2) "Blackberry Way" b/w "Something" - The A-side was one of the gloomiest and most glorious pop singles they ever cut, a sort of morbid flipside to "Penny Lane," and understandably the Move's only #1 U.K. hit. It sounds exactly like something Paul McCartney could've written hungover and depressed in 1967 - yeah, that ace, mate. The B-side is more of a light mainstream pop piece (circa 1969), a mid-tempo ballad crooned by Carl Wayne and written by some outsider named Dave Morgan. Maybe it was something specifically requested from an outside songwriter to get Dads & Mums to like the Move along with the kids, but anyhow, it's a nice tune nonetheless.

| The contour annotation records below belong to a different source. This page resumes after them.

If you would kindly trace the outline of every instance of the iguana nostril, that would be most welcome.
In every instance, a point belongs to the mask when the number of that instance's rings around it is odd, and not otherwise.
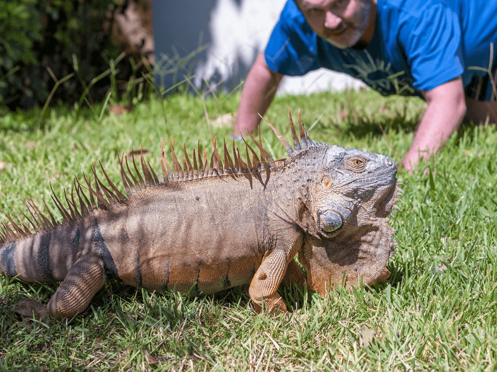
[[[331,210],[327,210],[319,216],[321,230],[327,233],[335,231],[341,227],[342,219],[339,214]]]

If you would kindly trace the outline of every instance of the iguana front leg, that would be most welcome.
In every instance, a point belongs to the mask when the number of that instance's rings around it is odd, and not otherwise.
[[[277,292],[282,280],[303,283],[305,280],[302,270],[293,259],[303,240],[301,236],[294,238],[293,244],[288,245],[287,242],[277,246],[266,254],[252,279],[248,294],[258,313],[262,310],[263,299],[265,310],[286,312],[286,305]]]
[[[105,282],[103,262],[96,253],[80,257],[50,299],[48,313],[58,319],[70,318],[88,306]]]
[[[288,252],[283,249],[275,249],[262,260],[248,289],[254,310],[257,313],[262,310],[263,299],[265,310],[286,312],[286,305],[277,291],[286,272],[288,262]]]
[[[283,278],[283,282],[290,284],[299,284],[302,288],[306,282],[306,276],[295,259],[292,259],[288,263],[286,272]]]

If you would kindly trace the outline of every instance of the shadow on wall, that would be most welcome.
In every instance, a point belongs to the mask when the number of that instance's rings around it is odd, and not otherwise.
[[[264,50],[286,2],[154,1],[156,82],[168,89],[187,79],[196,89],[219,84],[218,89],[231,91]],[[310,93],[363,85],[348,75],[320,69],[285,78],[279,91]]]

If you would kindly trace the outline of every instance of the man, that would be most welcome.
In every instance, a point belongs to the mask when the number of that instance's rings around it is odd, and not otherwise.
[[[495,84],[481,78],[489,63],[493,74],[497,67],[496,14],[497,1],[480,0],[289,0],[247,77],[235,134],[256,128],[284,75],[325,67],[384,95],[426,101],[403,160],[412,171],[467,112],[475,122],[487,115],[497,120]]]

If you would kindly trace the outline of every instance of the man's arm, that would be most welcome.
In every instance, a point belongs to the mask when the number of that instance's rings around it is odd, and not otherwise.
[[[428,107],[413,144],[402,160],[404,167],[410,173],[420,159],[429,159],[443,146],[461,125],[466,112],[460,76],[422,94]]]
[[[247,128],[253,132],[257,127],[260,118],[272,102],[276,89],[283,75],[269,69],[264,60],[264,54],[260,53],[247,76],[242,99],[238,106],[237,121],[234,132],[235,135],[247,133]]]

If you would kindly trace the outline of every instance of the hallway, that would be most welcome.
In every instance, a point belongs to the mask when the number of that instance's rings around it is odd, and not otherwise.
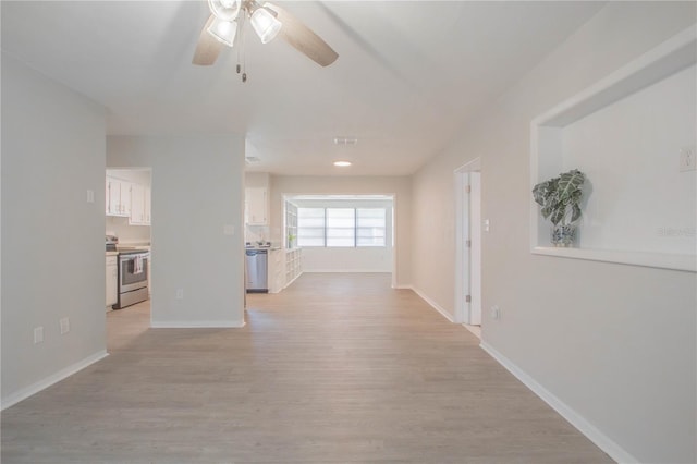
[[[109,357],[3,412],[2,462],[612,462],[389,274],[247,304],[244,329],[108,314]]]

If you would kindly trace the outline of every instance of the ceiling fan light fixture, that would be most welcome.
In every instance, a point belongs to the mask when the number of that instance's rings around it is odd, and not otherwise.
[[[208,0],[208,8],[217,19],[222,21],[234,21],[240,14],[240,0]]]
[[[212,0],[211,0],[212,1]],[[254,32],[261,39],[261,44],[268,44],[278,35],[283,25],[271,14],[266,7],[257,8],[249,20]]]
[[[208,34],[213,36],[219,42],[232,47],[237,35],[237,23],[235,21],[223,21],[216,16],[208,27]]]

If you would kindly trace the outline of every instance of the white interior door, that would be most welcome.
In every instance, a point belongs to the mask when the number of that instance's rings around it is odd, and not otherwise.
[[[479,159],[455,170],[455,322],[481,325],[481,172]]]
[[[481,173],[469,173],[469,325],[481,325]]]

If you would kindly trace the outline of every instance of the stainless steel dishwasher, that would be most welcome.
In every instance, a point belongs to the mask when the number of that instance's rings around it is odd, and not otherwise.
[[[267,251],[247,249],[246,255],[247,293],[267,293],[269,291]]]

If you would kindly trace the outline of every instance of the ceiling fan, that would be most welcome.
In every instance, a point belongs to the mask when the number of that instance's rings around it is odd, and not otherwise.
[[[244,42],[244,24],[247,20],[262,44],[279,36],[321,66],[328,66],[339,58],[309,27],[276,4],[259,4],[256,0],[208,0],[208,7],[211,14],[200,32],[192,60],[194,64],[211,65],[223,46],[233,47],[241,40]],[[237,73],[240,68],[237,64]],[[242,81],[246,81],[245,73]]]

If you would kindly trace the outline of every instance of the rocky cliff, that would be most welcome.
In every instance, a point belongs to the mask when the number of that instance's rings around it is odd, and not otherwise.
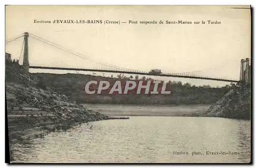
[[[237,87],[210,106],[207,117],[249,120],[251,117],[250,88]]]

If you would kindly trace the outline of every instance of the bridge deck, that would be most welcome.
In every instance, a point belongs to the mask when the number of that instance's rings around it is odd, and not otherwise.
[[[238,82],[239,80],[230,80],[222,78],[211,78],[207,77],[200,77],[196,76],[189,76],[189,75],[181,75],[176,74],[150,74],[149,73],[138,72],[138,71],[125,71],[120,70],[100,70],[100,69],[83,69],[83,68],[59,68],[59,67],[41,67],[41,66],[29,66],[30,68],[33,69],[55,69],[55,70],[73,70],[73,71],[91,71],[91,72],[111,72],[111,73],[126,73],[126,74],[133,74],[137,75],[144,75],[150,76],[167,76],[167,77],[181,77],[185,78],[191,79],[205,79],[211,80],[217,80],[227,81],[231,82]]]

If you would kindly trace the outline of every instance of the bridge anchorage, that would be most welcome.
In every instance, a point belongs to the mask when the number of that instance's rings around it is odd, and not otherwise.
[[[19,37],[16,38],[14,38],[12,40],[7,40],[6,41],[6,43],[9,43],[22,37],[24,37],[24,57],[23,57],[23,67],[26,71],[29,71],[30,68],[33,69],[55,69],[55,70],[74,70],[74,71],[91,71],[91,72],[111,72],[111,73],[118,73],[123,74],[133,74],[137,75],[150,75],[150,76],[167,76],[167,77],[180,77],[180,78],[194,78],[194,79],[206,79],[206,80],[217,80],[217,81],[223,81],[231,82],[240,82],[242,81],[245,81],[245,82],[250,82],[251,80],[251,65],[249,63],[250,59],[246,58],[245,59],[242,59],[241,61],[241,69],[240,69],[240,80],[234,80],[234,79],[224,79],[222,78],[216,78],[216,77],[210,77],[207,76],[202,76],[200,75],[196,75],[192,74],[192,73],[197,72],[189,72],[184,73],[152,73],[150,72],[143,72],[138,70],[134,70],[132,69],[129,69],[127,68],[121,68],[117,67],[116,66],[111,65],[110,64],[107,64],[105,63],[99,61],[96,61],[94,60],[89,57],[85,56],[80,53],[78,53],[71,51],[65,47],[60,46],[54,43],[51,42],[50,41],[44,39],[41,37],[34,35],[32,34],[29,33],[28,32],[25,32],[25,33],[20,35]],[[29,37],[35,39],[37,40],[40,41],[42,43],[46,43],[52,47],[53,46],[59,49],[64,50],[70,54],[73,54],[74,56],[78,57],[82,59],[86,59],[88,61],[93,62],[97,64],[101,64],[101,65],[104,65],[108,67],[108,69],[86,69],[86,68],[65,68],[65,67],[42,67],[42,66],[30,66],[29,61]],[[110,70],[111,68],[111,70]]]

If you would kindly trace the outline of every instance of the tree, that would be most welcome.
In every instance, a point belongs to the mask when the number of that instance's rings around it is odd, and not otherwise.
[[[191,88],[191,84],[190,83],[184,83],[183,86],[187,88]]]
[[[117,75],[117,78],[119,79],[121,79],[122,78],[122,75],[121,74]]]

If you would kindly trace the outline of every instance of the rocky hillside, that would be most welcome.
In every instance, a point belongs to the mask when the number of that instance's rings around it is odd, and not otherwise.
[[[249,120],[251,117],[250,88],[235,87],[210,107],[206,116]]]

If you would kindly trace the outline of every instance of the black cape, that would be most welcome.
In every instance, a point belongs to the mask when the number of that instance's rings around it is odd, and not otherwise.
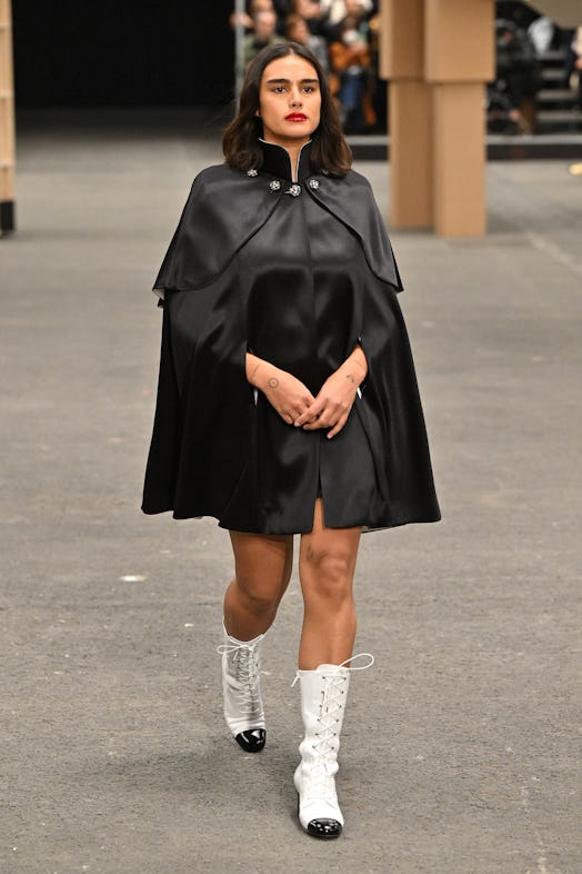
[[[422,408],[397,292],[402,289],[369,182],[319,172],[298,183],[263,143],[249,173],[194,180],[154,290],[162,349],[142,509],[214,516],[225,528],[384,528],[440,518]],[[369,373],[343,430],[287,425],[245,379],[248,350],[315,395],[360,344]]]

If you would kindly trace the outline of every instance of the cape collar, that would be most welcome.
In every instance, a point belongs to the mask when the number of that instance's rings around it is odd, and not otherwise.
[[[274,142],[265,142],[260,139],[261,149],[263,152],[262,172],[270,176],[277,176],[279,179],[287,179],[293,181],[293,172],[291,167],[291,158],[287,149],[282,146],[275,146]],[[313,140],[305,142],[299,152],[299,167],[297,173],[297,181],[302,182],[308,176],[311,176],[310,152],[313,146]]]

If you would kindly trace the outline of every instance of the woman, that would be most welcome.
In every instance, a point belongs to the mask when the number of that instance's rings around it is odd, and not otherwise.
[[[439,508],[392,250],[322,70],[298,44],[252,61],[225,163],[194,180],[154,290],[160,381],[142,509],[215,516],[224,597],[224,716],[265,743],[260,650],[289,583],[304,618],[300,822],[343,825],[334,774],[355,635],[362,528]]]

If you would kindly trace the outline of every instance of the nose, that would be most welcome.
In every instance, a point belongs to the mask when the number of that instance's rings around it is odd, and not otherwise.
[[[302,105],[301,91],[297,86],[293,86],[289,95],[289,102],[292,107],[300,107]]]

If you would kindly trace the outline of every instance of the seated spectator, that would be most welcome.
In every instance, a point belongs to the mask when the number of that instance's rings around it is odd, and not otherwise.
[[[273,0],[250,0],[250,2],[247,3],[245,12],[231,13],[229,18],[230,26],[231,28],[235,28],[237,24],[240,22],[244,28],[244,30],[247,31],[254,30],[252,23],[253,16],[255,16],[257,12],[263,12],[263,11],[270,12],[272,9],[274,9]]]
[[[244,67],[248,67],[265,46],[284,42],[277,33],[277,16],[272,9],[255,12],[252,21],[254,29],[244,37]]]
[[[285,21],[285,37],[291,42],[300,42],[301,46],[307,46],[311,49],[318,61],[321,63],[323,72],[328,76],[330,64],[328,59],[328,43],[323,37],[317,37],[311,33],[308,28],[308,22],[301,16],[291,14]]]
[[[291,12],[294,16],[301,16],[310,33],[327,39],[328,22],[319,0],[292,0]]]
[[[347,133],[372,128],[377,122],[373,108],[374,76],[371,66],[369,32],[359,0],[347,0],[351,11],[338,24],[330,43],[330,87],[339,101],[340,118]]]
[[[345,16],[353,14],[354,3],[350,0],[319,0],[322,13],[325,16],[329,27],[333,28],[342,21]],[[378,3],[373,0],[357,0],[358,13],[368,16],[378,11]]]
[[[578,108],[582,112],[582,28],[574,32],[566,59],[566,79],[570,88],[578,92]]]
[[[495,22],[496,73],[510,101],[510,119],[523,131],[533,126],[535,95],[540,87],[540,62],[526,32],[513,21]]]

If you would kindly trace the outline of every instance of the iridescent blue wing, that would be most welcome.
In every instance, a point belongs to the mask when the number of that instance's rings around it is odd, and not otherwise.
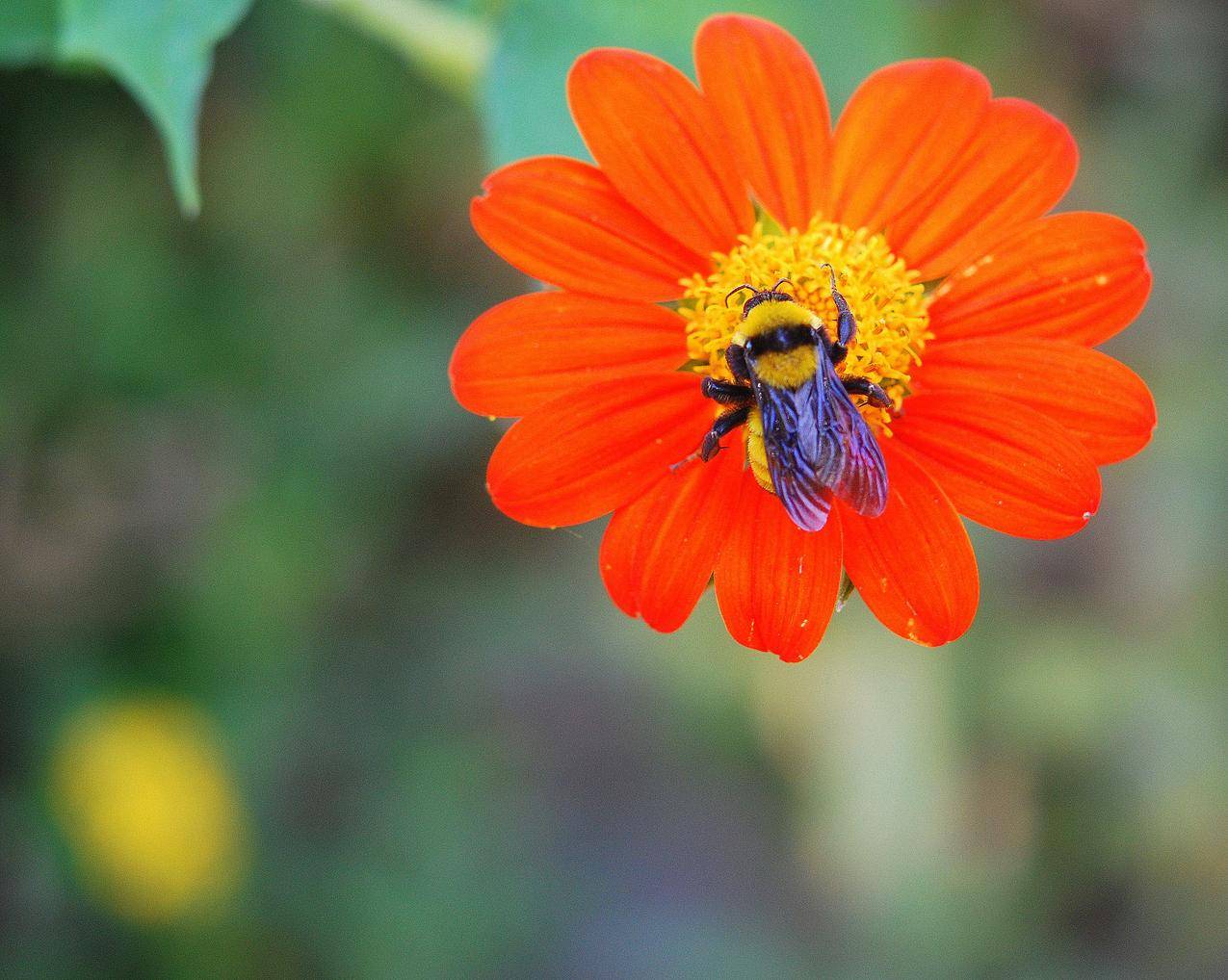
[[[754,386],[772,486],[803,531],[826,523],[833,494],[867,517],[887,506],[887,464],[878,441],[826,351],[817,346],[814,356],[814,376],[798,388]]]

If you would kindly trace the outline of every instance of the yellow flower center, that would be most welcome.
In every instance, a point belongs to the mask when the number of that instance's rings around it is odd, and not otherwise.
[[[686,346],[695,370],[729,378],[725,349],[737,333],[749,294],[733,297],[728,306],[726,296],[743,282],[770,289],[788,279],[792,287],[782,290],[815,313],[835,340],[836,308],[824,263],[835,269],[836,289],[857,319],[857,335],[836,371],[882,386],[899,410],[909,394],[911,371],[921,362],[921,349],[931,336],[925,287],[882,235],[819,219],[804,231],[779,232],[755,225],[740,244],[716,258],[711,275],[683,282],[686,292],[679,312],[686,318]],[[889,435],[892,409],[862,405],[861,411],[878,432]]]

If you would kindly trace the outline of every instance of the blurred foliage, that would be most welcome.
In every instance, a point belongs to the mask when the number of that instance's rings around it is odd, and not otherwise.
[[[101,69],[149,113],[166,144],[176,194],[200,210],[196,117],[212,45],[252,0],[7,0],[0,64],[42,61]]]
[[[855,599],[796,668],[711,599],[674,636],[625,620],[599,527],[496,515],[497,432],[446,381],[527,287],[469,228],[484,173],[578,152],[585,47],[689,68],[706,7],[449,5],[495,44],[474,104],[324,6],[265,0],[219,47],[194,222],[119,85],[0,75],[0,973],[1228,970],[1222,6],[748,5],[834,106],[949,54],[1054,111],[1063,206],[1138,224],[1157,273],[1109,350],[1160,429],[1088,531],[974,529],[965,639]],[[63,732],[129,698],[225,760],[247,871],[209,914],[115,915],[55,819]]]

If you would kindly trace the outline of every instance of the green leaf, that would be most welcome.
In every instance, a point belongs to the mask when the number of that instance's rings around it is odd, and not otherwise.
[[[212,48],[252,0],[4,0],[0,63],[101,68],[128,88],[166,146],[179,205],[200,210],[196,118]]]
[[[50,58],[58,23],[53,0],[5,0],[0,4],[0,64]]]
[[[903,0],[759,0],[738,9],[798,37],[818,64],[833,106],[842,104],[876,68],[919,53]],[[636,48],[694,77],[691,39],[712,10],[710,0],[513,0],[483,92],[494,162],[538,154],[587,157],[567,112],[564,86],[571,63],[589,48]]]

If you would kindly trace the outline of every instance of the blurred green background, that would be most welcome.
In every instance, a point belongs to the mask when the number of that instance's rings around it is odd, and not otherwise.
[[[952,646],[853,602],[786,667],[711,597],[674,636],[626,620],[599,526],[495,512],[497,429],[446,366],[527,284],[468,200],[576,150],[575,55],[689,70],[706,2],[259,0],[195,220],[119,84],[10,45],[0,973],[1228,974],[1228,10],[742,9],[835,106],[946,54],[1070,124],[1062,206],[1133,221],[1156,270],[1108,350],[1160,426],[1097,519],[974,528]]]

3) "Curly" b/w "This Time Tomorrow" - The A-side is another wonderful slice of Liverpudlian Brit-Pop (it even mentions Liverpool in the lyrics), very very very early Lennonesque circa "I Don't Want To Spoil the Party" in its folk-poppiness, with those charming acoustic guitars strumming and that whistling recorder carrying the main, bright little melody. The B-side is another Dave Morgan composition, much more gently balladic but still fine, and the last Move song to feature Carl Wayne on lead vocals.
4) "Lightning Never Strikes Twice," - the B-side of "Brontosaurus," and is the lone composition that new bassist Rick Price contributed to the band. It's nothing special but it pop-rocks effectively in its odd mixture of chunky heavy rock and Beatlesque hooks/harmonies.